Résultats de l’anticoagulation associée à un antiagrégant plaquettaire
Parmi les patients sous anticoagulation, 5036 (63.0%) avaient également un antiagrégant plaquettaire. Ces patients étaient moins âgés, plus souvent des hommes et avec un antécédent d’intervention coronaire percutané en comparaison avec les patients sans anti-agrégant plaquettaire (p<0.001 pour toutes ces comparaisons). Les patients sous anticoagulant + antiagrégant plaquettaire avaient un risque de saignement majeur augmenté (HR 1.27, CI 95% (1.10-1.48), p<0.005) et un risque de syndrome coronaire aigu plus important (HR 1.76, CI 95% (1.28-2.42), p<0.005) en comparaison avec les patients sous anticoagulation seule. La mortalité et le taux d’AVC n’étaient pas différents.

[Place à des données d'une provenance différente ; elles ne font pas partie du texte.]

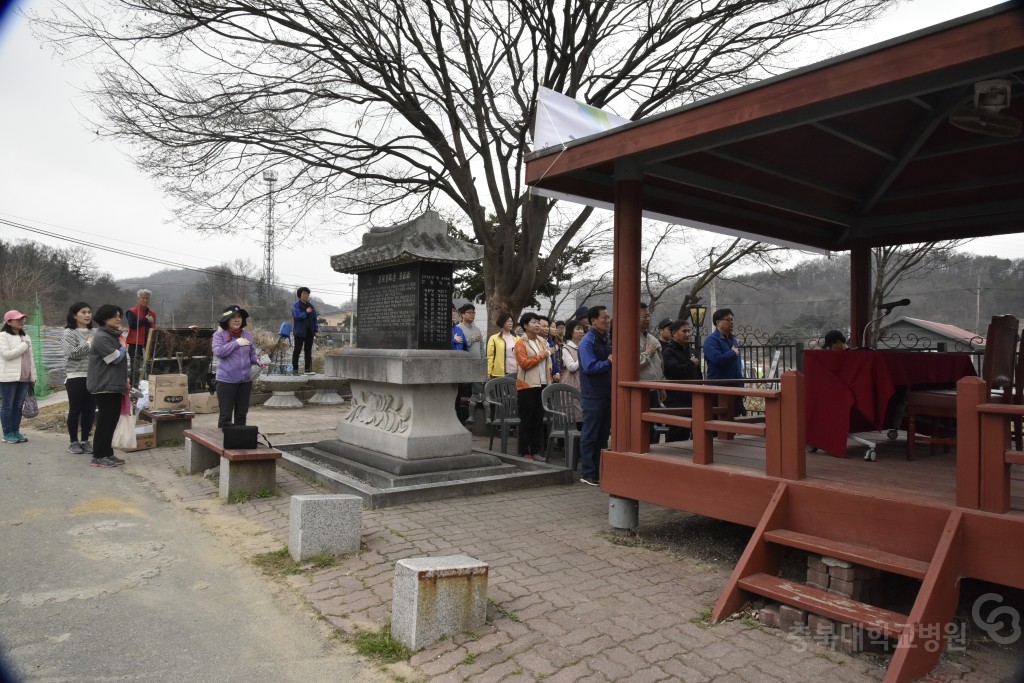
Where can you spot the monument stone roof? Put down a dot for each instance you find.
(423, 239)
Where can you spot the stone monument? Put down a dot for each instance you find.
(402, 374)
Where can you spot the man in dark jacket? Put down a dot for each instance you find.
(305, 328)
(595, 389)
(681, 363)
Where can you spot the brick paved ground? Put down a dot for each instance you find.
(567, 603)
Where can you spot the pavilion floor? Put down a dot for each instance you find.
(926, 478)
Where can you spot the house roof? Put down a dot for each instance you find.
(853, 152)
(948, 331)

Résultats selon le type d’anticoagulant oral
Parmi les patients sous anticoagulation, 6688 (75.0%) étaient sous anti-vitamine K (AVK) et 2274 (25%) étaient sous anticoagulants oraux directs (AOD). Les patients sous AVK avaient un Euroscore 2 plus élevé et plus souvent un antécédent d’insuffisance rénale chronique et d’AVC que les patients sous AOD (p<0.01 pour toutes ces comparaisons). La mortalité était augmentée chez les patients sous AVK en comparaison avec ceux sous AOD (HR 1.39, CI 95% (1.23-1.57), p<0.005), tout comme le taux de saignement majeur (p<0.005). Les taux d’AVC et de syndrome coronaire aigu n’étaient pas significativement différents.
Discussion
Ces données sur l’utilisation de l’anticoagulation après TAVI sont importantes. Premièrement, les patients sous anticoagulation ont un état général plus sévère que les autres patients avec plus de comorbidités. Deuxièmement, il existe une augmentation significative de la mortalité, des hémorragies majeures et des AVC chez les patients sous anticoagulation. Enfin, les patients sous AOD ont une diminution significative de la mortalité et des taux d’hémorragies majeures en comparaison avec les patients sous AVK.
Ces données préliminaires nécessitent d’être complétées par des analyses multivariées prenant en compte les caractéristiques spécifiques des patients afin d’affiner les résultats de l’anticoagulation sur les événements survenant après TAVI.
Références
- Baumgartner H, Falk V, Bax JJ, De Bonis M et al. 2017 ESC/EACTS Guidelines for the management of valvular heart disease. Eur Heart J. 2017;38:2739–91.